You can try using variations of RewriteMap. You'll need access to the server/vhost config because that directive only works there. You can then use the map inside htaccess files.
Say your blacklist.txt file looks like this:
111.222.33.44 deny
55.66.77.88 deny
192.168.0.1 allow
You can define the map like so:
RewriteEngine On
RewriteMap access txt:/path/to/blacklist.txt
Then in your htaccess, you can invoke the map:
RewriteEngine On
RewriteCond ${access:%{REMOTE_ADDR}} deny [NC]
RewriteRule ^ - [L,F]
The condition invokes the map and checks if the remote address maps to the word "deny", and if so, the rewrite rule outright forbids access.

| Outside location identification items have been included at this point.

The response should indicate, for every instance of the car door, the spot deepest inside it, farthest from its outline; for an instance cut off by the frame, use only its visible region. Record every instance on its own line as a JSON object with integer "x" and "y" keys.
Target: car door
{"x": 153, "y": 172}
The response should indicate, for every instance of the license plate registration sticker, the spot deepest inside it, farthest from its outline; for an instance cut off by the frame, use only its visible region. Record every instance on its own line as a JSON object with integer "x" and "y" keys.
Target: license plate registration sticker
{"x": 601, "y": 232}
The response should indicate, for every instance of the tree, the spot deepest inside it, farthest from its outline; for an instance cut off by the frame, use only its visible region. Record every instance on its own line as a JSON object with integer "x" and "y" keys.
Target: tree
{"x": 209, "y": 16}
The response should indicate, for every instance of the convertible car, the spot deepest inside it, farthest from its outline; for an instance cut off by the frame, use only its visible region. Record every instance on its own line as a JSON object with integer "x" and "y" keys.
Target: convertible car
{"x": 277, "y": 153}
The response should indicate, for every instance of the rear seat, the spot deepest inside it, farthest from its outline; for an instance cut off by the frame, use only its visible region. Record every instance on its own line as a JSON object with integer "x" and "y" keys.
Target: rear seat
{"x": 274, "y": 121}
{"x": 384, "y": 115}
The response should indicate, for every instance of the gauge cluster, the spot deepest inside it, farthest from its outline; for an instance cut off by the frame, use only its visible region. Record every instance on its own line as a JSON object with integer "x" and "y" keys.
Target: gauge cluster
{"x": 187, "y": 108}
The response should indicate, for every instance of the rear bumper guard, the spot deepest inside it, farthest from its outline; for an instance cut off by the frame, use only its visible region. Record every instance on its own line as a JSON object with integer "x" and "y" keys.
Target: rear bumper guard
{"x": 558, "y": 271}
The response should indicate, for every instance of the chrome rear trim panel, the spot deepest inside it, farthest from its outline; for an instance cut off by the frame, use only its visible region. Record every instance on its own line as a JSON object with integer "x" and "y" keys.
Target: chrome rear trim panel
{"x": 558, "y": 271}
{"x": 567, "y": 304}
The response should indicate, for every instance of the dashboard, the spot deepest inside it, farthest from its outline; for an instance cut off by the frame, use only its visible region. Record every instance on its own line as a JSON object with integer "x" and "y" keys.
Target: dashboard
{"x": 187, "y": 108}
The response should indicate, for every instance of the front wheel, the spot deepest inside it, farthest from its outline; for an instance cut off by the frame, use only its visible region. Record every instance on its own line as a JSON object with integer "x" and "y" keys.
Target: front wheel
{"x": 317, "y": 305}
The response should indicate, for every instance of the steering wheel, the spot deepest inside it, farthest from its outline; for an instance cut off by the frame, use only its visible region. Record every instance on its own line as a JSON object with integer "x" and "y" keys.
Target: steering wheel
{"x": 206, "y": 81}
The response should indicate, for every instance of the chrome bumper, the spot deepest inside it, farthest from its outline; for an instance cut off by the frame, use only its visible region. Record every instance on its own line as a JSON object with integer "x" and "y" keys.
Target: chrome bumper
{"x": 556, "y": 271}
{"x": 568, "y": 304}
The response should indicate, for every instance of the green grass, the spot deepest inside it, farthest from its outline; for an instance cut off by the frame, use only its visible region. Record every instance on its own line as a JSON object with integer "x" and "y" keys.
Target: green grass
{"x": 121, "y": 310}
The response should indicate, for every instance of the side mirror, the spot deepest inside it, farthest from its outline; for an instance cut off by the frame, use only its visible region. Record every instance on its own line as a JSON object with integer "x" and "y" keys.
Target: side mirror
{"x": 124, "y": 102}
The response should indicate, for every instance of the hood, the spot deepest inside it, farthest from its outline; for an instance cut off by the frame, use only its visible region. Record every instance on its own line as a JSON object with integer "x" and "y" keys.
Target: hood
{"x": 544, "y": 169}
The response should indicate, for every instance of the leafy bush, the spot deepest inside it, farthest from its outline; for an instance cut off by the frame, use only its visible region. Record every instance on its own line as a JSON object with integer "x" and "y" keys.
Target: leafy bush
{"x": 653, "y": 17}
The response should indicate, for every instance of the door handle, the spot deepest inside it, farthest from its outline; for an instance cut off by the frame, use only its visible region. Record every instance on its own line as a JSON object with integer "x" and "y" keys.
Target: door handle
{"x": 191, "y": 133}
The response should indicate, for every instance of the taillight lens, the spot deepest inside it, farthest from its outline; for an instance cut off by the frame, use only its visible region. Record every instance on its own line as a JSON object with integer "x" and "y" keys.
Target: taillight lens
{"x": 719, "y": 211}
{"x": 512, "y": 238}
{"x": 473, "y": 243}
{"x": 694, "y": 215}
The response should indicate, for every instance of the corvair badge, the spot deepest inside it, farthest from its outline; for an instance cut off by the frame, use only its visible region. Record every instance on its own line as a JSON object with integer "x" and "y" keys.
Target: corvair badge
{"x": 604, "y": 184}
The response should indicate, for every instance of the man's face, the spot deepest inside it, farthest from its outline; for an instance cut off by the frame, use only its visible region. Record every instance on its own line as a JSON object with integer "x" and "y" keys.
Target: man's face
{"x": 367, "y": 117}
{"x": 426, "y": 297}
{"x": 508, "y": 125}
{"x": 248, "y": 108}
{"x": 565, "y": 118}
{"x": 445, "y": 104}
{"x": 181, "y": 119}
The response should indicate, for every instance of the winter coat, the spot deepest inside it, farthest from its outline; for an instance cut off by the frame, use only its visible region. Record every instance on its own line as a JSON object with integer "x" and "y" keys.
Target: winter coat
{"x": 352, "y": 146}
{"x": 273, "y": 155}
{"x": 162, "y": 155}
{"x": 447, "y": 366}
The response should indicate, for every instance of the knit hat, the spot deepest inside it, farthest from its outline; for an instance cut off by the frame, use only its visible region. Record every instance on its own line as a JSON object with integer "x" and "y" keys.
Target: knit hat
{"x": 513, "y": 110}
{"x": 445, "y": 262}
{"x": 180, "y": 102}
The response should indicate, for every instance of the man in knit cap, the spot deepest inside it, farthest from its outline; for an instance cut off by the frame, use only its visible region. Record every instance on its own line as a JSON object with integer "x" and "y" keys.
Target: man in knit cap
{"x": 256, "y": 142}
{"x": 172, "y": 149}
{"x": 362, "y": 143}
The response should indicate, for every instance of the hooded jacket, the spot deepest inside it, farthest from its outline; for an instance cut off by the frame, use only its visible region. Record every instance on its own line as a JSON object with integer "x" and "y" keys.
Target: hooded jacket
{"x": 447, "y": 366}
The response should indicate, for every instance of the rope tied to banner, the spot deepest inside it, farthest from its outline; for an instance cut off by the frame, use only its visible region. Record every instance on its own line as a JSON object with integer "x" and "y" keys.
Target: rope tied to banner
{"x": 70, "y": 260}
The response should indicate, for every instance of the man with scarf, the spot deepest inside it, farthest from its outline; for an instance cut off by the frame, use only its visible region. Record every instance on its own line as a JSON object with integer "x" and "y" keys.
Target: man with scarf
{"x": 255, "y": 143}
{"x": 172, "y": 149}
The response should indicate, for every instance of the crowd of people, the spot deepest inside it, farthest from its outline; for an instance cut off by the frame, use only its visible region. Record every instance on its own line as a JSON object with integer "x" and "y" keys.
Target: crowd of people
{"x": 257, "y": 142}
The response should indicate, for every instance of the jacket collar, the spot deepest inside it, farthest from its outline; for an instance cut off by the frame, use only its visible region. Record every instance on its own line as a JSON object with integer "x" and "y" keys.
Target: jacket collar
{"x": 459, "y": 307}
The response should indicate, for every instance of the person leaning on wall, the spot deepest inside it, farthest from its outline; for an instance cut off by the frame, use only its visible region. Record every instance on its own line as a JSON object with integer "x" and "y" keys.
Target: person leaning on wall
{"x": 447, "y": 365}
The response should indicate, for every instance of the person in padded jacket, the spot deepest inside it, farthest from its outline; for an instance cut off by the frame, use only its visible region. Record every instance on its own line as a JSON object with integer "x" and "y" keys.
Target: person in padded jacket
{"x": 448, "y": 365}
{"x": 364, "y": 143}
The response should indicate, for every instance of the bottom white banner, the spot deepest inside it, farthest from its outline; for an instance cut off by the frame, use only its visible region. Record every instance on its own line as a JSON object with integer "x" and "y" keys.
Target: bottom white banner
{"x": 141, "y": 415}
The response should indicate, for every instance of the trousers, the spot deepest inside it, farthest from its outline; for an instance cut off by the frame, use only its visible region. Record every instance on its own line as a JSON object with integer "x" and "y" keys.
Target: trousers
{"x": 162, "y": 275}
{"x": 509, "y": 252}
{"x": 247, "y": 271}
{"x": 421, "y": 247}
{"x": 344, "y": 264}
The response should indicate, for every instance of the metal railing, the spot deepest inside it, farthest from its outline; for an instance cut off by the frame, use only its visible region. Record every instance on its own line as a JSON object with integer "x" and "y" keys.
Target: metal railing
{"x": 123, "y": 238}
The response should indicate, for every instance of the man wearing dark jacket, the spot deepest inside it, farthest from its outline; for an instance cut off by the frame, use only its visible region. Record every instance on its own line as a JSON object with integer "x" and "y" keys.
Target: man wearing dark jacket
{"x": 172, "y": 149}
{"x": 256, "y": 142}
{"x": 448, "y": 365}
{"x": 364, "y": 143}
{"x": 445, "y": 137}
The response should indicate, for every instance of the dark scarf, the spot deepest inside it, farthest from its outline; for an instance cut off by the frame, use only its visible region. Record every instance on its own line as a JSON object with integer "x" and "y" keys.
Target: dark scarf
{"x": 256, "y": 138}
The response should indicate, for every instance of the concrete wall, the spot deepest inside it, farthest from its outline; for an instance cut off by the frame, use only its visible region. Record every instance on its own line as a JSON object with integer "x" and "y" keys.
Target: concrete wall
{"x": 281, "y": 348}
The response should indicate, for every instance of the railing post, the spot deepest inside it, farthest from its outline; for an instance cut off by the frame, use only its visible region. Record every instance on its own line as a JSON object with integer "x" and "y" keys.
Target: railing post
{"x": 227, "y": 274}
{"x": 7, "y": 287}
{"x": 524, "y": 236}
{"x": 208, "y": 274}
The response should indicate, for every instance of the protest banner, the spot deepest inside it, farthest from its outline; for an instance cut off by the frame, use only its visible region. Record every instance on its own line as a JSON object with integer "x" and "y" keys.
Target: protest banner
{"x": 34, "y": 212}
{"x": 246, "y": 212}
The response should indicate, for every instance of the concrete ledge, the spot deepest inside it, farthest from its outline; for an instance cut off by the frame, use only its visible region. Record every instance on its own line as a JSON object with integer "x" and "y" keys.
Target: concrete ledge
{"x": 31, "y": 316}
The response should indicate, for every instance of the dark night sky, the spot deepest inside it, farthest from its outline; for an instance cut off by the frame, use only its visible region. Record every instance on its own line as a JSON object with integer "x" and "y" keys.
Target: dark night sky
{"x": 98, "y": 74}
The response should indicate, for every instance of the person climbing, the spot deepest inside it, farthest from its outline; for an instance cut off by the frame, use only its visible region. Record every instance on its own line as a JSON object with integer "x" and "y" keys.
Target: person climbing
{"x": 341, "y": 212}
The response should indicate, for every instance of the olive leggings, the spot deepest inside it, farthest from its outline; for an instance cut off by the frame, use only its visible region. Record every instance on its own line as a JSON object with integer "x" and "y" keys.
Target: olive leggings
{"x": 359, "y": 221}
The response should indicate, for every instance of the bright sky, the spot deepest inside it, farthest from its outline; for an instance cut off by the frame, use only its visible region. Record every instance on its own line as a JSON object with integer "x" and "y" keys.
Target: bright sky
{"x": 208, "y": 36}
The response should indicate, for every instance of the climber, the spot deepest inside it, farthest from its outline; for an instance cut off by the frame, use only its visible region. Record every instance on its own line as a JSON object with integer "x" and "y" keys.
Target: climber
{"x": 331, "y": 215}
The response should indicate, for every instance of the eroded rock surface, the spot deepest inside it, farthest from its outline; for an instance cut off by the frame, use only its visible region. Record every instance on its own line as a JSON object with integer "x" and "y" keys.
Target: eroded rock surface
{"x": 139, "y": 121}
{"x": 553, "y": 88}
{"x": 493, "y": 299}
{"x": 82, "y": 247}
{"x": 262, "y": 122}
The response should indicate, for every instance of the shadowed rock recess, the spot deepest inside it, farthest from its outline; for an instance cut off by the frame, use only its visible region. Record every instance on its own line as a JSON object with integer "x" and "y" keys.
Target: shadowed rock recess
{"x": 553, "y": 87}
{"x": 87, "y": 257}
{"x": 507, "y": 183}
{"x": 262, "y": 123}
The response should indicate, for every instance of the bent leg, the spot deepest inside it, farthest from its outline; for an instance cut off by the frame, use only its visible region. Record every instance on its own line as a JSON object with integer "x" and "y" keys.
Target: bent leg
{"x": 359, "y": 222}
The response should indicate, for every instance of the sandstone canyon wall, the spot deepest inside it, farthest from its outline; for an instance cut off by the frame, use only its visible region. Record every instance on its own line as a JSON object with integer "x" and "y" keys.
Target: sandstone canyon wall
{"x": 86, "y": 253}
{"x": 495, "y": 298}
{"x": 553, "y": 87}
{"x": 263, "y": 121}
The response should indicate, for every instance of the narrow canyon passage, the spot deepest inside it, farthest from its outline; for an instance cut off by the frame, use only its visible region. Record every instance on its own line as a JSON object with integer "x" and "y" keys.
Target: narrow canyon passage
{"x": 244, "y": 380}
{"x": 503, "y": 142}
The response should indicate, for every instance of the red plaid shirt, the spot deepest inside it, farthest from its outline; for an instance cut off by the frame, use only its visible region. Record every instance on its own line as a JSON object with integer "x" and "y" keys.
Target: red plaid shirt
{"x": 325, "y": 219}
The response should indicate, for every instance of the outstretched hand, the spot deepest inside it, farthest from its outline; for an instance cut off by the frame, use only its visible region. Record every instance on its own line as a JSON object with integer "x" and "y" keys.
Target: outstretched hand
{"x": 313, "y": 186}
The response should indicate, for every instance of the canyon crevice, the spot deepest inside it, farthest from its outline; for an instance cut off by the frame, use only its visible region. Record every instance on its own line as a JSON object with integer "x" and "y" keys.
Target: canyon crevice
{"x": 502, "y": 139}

If your blacklist.txt is only a list of IPs, and you don't want to add a "deny" after each one, you'll need to invoke a program map type and write a script, something like this:
#!/bin/bash
while true
do
read INPUT
MATCH=`grep $INPUT /path/to/blacklist.txt`
if [ -z "$MATCH" ]; then
echo "allow"
else
echo "deny"
fi
done
which infinite loops read input and greps the blacklist.txt file. If the IP is in the file, output a "deny", otherwise it outputs a "allow". Then you'd create the map like so:
RewriteEngine On
RewriteMap access prg:/path/to/blacklist.txt
And the rewrite rule to check against the map would be no different.